Monday, August 26, 2013
I've had moments of time when I felt like a super woman. Despite a busy life, I was accomplishing a lot. I was doing a good job (professionally, personally, and spiritually). Life is good.
Then there are the moments that I don't feel so super. Adjustment periods really make me feel super-less. I start to believe the lie: Shouldn't a super woman be able to bounce right through adjustment periods?
Having a baby means life adjustment. With each child we've had, there was a period of time where life felt toooooo crazy. Even though, our adjustment to Button's arrival has been pretty easy, we are all still getting into the groove. The adjustment isn't just involving Josh, the boys, and I, but Button, too. She is adjusting to life outside the comfy womb and to our family. Throw in me going back to work last week, and the adjustment period is still going on strong. I say all that to say how blessed I feel on a daily basis. So many people, men and women, have been so encouraging and happy for us. Josh in particular has been awesome, too. Presently though, I just want to give a shout-out to all my women friends who make my life easier. Whether you've helped us out physically or offered a kind word, I appreciate it!
I started this blog weeks ago because of a few instances where I was observing super women.
I'm thankful for my moms. Especially when I was cleaning up Casen's vomit the first week of school. How many times did my mom and Josh's mom clean our messes growing up?
I'm thankful for my sis-in-law who, when she came to visit when Haddie was a few weeks old said, "You look tired. Go take a nap. We got this." And I happily obliged and got a couple extra hours of sleep.
I'm thankful for my other sis-in-law who loves my kids like her own. She even cleans my house and organizes my cabinets when she's here. I felt at complete ease knowing that she was taking care of my boys while I was in labor with Button.
I'm thankful for all the friends and family who brought food and gifts, sent sweet texts and facebook messages/wall posts, watched the boys when needed, and offered up PRAYERS.
I'm surrounded by super women. Women who take time out to serve and encourage.
Finally, I'm really thankful for the special support I have from friends and family when I returned back to my job. You see, I love my work. It's a part of my identity. Even so, it was especially hard this go-around to leave Haddie part of the day even though I know she's in good hands. Maybe it's because by the third kid, I've learned to slow down and enjoy the newborn phase more. I know that it doesn't seem to last long enough. Maybe after losing our baby before Haddie, I realize how special it is that we were blessed with another child. Whatever the reason, the last week has been a bit emotional. When I texted a fellow working mom to pray for me because I was having a rough first day back to work, here was the reply back:
The next week or two will suck. You're a good mom who takes great care of her kids. Gotta get those brain juices to balance the working mom guilt.
Saying a prayer. Remember that you are being the kind of strong and smart woman you want your little girl to be.
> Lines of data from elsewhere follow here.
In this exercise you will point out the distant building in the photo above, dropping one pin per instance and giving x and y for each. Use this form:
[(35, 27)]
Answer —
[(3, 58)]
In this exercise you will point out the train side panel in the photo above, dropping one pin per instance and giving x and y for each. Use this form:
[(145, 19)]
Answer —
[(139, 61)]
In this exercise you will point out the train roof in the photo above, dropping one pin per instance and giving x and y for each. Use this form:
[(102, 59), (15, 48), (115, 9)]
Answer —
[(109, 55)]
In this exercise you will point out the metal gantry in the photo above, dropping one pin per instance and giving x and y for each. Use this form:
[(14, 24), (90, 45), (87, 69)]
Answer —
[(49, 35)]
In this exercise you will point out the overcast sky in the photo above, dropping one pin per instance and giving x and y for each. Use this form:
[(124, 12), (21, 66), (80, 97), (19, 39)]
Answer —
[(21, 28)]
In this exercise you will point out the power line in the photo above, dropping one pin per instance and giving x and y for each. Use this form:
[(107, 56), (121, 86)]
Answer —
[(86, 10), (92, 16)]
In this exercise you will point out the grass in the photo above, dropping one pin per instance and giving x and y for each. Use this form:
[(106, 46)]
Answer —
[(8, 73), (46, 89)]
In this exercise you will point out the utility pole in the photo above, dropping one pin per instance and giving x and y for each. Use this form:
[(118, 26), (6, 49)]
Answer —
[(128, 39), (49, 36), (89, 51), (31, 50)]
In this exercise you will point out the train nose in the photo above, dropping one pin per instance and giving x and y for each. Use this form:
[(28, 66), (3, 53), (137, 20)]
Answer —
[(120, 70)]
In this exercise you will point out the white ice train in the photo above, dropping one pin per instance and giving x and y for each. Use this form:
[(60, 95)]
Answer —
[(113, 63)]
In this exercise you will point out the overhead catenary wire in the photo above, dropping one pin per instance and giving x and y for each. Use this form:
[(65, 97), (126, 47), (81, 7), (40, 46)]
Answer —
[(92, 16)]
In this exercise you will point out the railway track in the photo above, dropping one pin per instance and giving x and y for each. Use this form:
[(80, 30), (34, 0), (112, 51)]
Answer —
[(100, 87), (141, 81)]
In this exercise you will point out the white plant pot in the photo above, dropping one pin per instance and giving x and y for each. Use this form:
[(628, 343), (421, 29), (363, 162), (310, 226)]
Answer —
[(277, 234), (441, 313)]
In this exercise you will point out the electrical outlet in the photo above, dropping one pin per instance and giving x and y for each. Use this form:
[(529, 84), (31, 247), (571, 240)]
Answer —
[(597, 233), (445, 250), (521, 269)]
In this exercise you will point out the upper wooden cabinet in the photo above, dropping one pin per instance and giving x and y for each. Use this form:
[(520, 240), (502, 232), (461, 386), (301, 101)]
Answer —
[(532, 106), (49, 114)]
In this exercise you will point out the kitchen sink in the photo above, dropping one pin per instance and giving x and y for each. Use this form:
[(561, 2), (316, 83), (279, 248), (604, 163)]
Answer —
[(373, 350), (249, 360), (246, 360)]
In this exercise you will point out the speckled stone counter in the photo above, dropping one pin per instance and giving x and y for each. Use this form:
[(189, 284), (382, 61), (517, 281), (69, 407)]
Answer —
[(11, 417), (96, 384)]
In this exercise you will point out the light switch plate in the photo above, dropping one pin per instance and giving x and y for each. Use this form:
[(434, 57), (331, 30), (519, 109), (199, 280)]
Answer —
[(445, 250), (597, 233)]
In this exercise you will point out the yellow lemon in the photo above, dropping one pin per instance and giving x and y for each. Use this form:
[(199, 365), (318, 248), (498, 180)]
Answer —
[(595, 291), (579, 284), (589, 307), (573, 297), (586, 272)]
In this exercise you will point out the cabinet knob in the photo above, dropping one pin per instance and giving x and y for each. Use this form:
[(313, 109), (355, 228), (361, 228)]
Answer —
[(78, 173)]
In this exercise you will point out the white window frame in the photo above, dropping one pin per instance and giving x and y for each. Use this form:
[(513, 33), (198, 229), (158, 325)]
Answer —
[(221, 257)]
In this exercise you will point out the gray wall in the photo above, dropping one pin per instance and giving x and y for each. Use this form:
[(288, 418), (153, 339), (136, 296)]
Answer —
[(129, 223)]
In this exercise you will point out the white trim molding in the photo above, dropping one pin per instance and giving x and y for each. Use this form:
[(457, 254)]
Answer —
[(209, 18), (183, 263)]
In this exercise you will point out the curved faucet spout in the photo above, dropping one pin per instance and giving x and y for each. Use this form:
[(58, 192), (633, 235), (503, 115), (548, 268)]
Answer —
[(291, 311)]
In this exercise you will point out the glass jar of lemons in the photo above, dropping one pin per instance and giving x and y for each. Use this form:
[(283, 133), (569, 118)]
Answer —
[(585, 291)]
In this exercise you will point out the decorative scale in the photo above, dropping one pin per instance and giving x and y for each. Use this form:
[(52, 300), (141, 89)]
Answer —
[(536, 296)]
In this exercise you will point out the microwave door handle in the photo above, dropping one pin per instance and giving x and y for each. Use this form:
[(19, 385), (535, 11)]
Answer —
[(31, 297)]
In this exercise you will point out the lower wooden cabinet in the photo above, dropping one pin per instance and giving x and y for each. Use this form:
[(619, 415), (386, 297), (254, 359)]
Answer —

Just what I needed to be reminded. I want Haddie to one day be brave enough to do what she feels called to do. That might mean she works outside the home like me. That might mean she stays home with her kids like my mom did. It might mean that she doesn't want to become a mother. There will probably always be a debate about what's best to do. Despite when people say not-so-very-nice-things to you about your decision - whether you work outside or inside the home, whether you have children or not. I just want my little girl to become a woman in love with God and is happy with herself.
So, to all you super women out there: Keep up the amazing job you are doing!